Eu disse a ela calmamente pra colocar a tesoura no chão e ela colocou.

Eu disse pra ir pra cama e ela foi.

Eu perguntei se ela estava bem e ela disse que era o que eu precisasse que ela fosse.

Eu fiquei deitado no escuro ao lado de uma mulher que faria qualquer coisa que eu pedisse e eu percebi que era exatamente isso que eu tinha pago.

Ontem eu disse que ia levá-la no médico, mas ela recusou de vez. Então eu fiz o médico vir até nós — tive que puxar uns fios. Ele veio e, quando se aproximou dela, ela mostrou os pulsos pra ele. Eu não sei por que ela faria isso. Ela mal disse uma palavra pro médico. Só respondia com "sim" e "não" baixinhos. Quando ele estava saindo ele me disse que ela precisava dormir mais. Só isso. Mas ele não a conhece.

Eu tentei a linha de novo, mas estava fora de serviço.

Eu não sei o que obediência significa pra essas pessoas. Eu não sei qual é a fase final. Eu não sei o que tem nos produtos de limpeza que a Sophie tem usado na minha casa há cinco meses. Eu não sei por que minha mulher fica sentada no escuro encarando a porta da frente.

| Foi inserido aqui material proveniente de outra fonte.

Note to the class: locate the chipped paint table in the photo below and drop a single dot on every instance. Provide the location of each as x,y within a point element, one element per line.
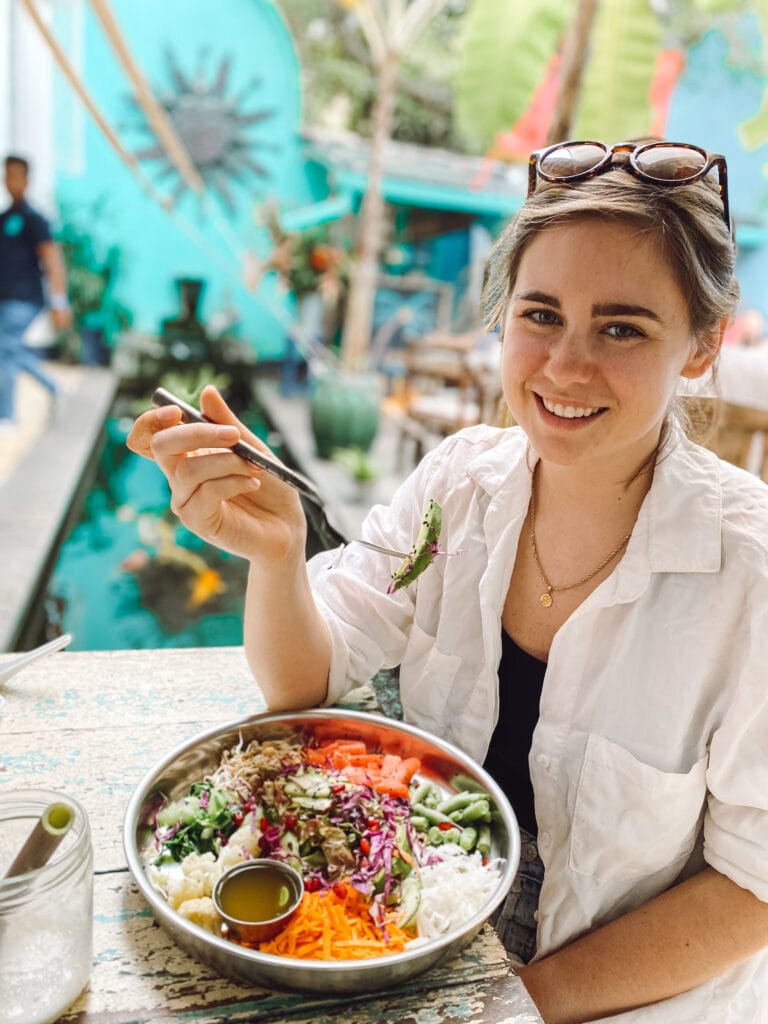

Eu sei que deveria chamar a polícia. Eu sei. Mas eu paguei por isso. No meu cartão de crédito. Existem registros. Eu pedi por isso. Eu usei a palavra obediente. Eu disse que queria que ela parasse de brigar. Eu disse que estava cansado dela sendo difícil.

Eu não sei o que eles vão fazer com ela nas próximas duas a três semanas.

E eu não sei como parar essa coisa que começou.